In a 2007 interview with MPR, Mackenzie said he and his new wife, Alix, a fellow painter-turned potter, made a point of viewing ceramics at Chicago museums.
"The pots in the museum that interested us the most — and I emphasize that they were not the best pots, but the pots that interested us — were all pots that had been used in people's lives and in their homes," he said.
Around this time, Mackenzie came across a book by Bernard Leach.
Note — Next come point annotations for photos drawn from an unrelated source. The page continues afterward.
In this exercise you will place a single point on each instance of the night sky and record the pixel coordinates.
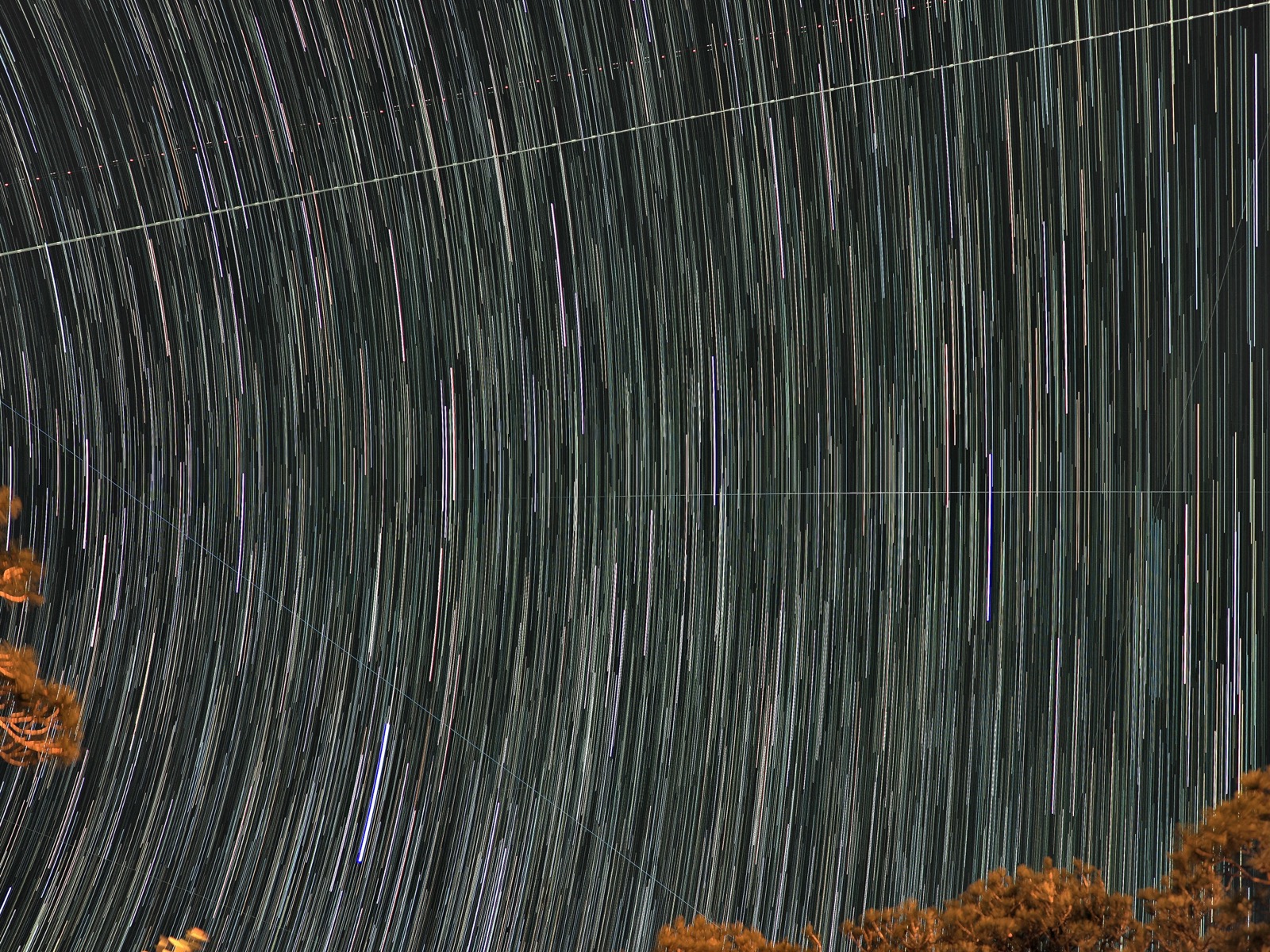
(511, 473)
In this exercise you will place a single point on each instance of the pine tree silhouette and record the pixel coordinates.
(705, 936)
(1217, 896)
(194, 942)
(1216, 899)
(19, 571)
(40, 721)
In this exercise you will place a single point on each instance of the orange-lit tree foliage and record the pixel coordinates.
(19, 571)
(194, 942)
(1216, 899)
(705, 936)
(1217, 895)
(38, 721)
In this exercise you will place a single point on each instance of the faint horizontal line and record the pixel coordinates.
(597, 136)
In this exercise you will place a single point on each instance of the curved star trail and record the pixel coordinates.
(512, 476)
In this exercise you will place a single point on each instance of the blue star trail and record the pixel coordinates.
(510, 474)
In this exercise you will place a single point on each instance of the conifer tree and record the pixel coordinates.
(19, 570)
(194, 942)
(1217, 895)
(38, 721)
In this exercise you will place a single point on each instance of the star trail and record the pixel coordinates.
(510, 474)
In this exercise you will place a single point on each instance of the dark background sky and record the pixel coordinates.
(512, 475)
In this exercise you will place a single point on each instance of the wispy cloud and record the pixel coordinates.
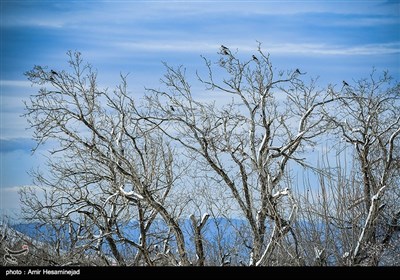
(9, 145)
(276, 48)
(15, 83)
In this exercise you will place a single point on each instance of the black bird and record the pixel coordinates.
(224, 48)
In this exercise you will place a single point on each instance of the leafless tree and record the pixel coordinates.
(176, 179)
(248, 142)
(368, 118)
(108, 167)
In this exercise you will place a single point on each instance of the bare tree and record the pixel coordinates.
(108, 167)
(247, 144)
(368, 118)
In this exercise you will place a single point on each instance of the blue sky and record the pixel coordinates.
(335, 40)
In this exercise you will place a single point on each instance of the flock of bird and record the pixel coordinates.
(225, 51)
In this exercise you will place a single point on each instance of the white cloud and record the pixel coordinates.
(15, 83)
(277, 48)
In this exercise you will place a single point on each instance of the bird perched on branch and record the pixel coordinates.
(224, 50)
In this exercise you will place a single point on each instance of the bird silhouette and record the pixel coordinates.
(224, 50)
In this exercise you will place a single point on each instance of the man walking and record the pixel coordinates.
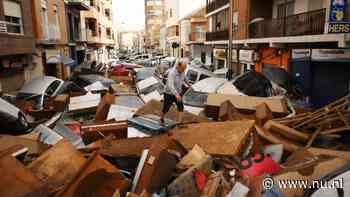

The British potter's work impressed Warren and Alix so much, they traveled to England to try to get an apprenticeship. It took an all-night discussion to persuade Leach, but in the end the Mackenzies worked there for two years. Mackenzie said that every day they got a list of objects they had to make. It was tedious, but Mackenzie said it taught them technique. Through his career, he continued to set himself a daily list.
"And I have retained the principles of making many pots, selling them as inexpensively as possible, in order to get rid of them so you can make more, you know," he told MPR. "As an individual working alone I can change the things I make from day to day, and I can change it from second to second, if I see something happening under my hands which is more exciting than what I had planned."
As he made piece after piece, some turned out really well. Those pieces attracted collectors. Mackenzie's work is in museums around the world.
Mackenzie began teaching at the University of Minnesota in 1952 and stayed until 1990. It's there, at the Ted Mann Concert Hall, that family and friends will gather at 6:30 p.m. Monday for Mackenzie's memorial.
After returning from England, Mackenzie began studying the Mingei style of Japanese pottery. He became so highly regarded in Japan that when Gov. Jesse Ventura led a trade visit there in 1999, he took Mackenzie along.
Richard Bresnahan, who teaches ceramics at St. John's University in Collegeville, Minn., said that what Mackenzie taught at the University of Minnesota was more than simple clay work — "that there was a beauty in functionalism, a deep beauty in functionalism, and it was connected with daily life."
For years, Mackenzie sold pots at his Stillwater studio, usually for just a few dollars. He used the honor system: Visitors read the price on the label and left payment in the basket nearby.
It always irritated Warren Mackenzie when he saw his work resold for much more than he'd originally asked. For a while, he stopped signing his work. In 2007, he told MPR he couldn't understand why people would pay the higher prices.
"Maybe they were buying my name," he said. "Which, of course, is sad. Because my name means nothing. It will disappear. The pots will always be there."
Mackenzie's work may be in museums and galleries. But much more of it is being used in regular people's kitchens and dining rooms — which is just as he wanted it.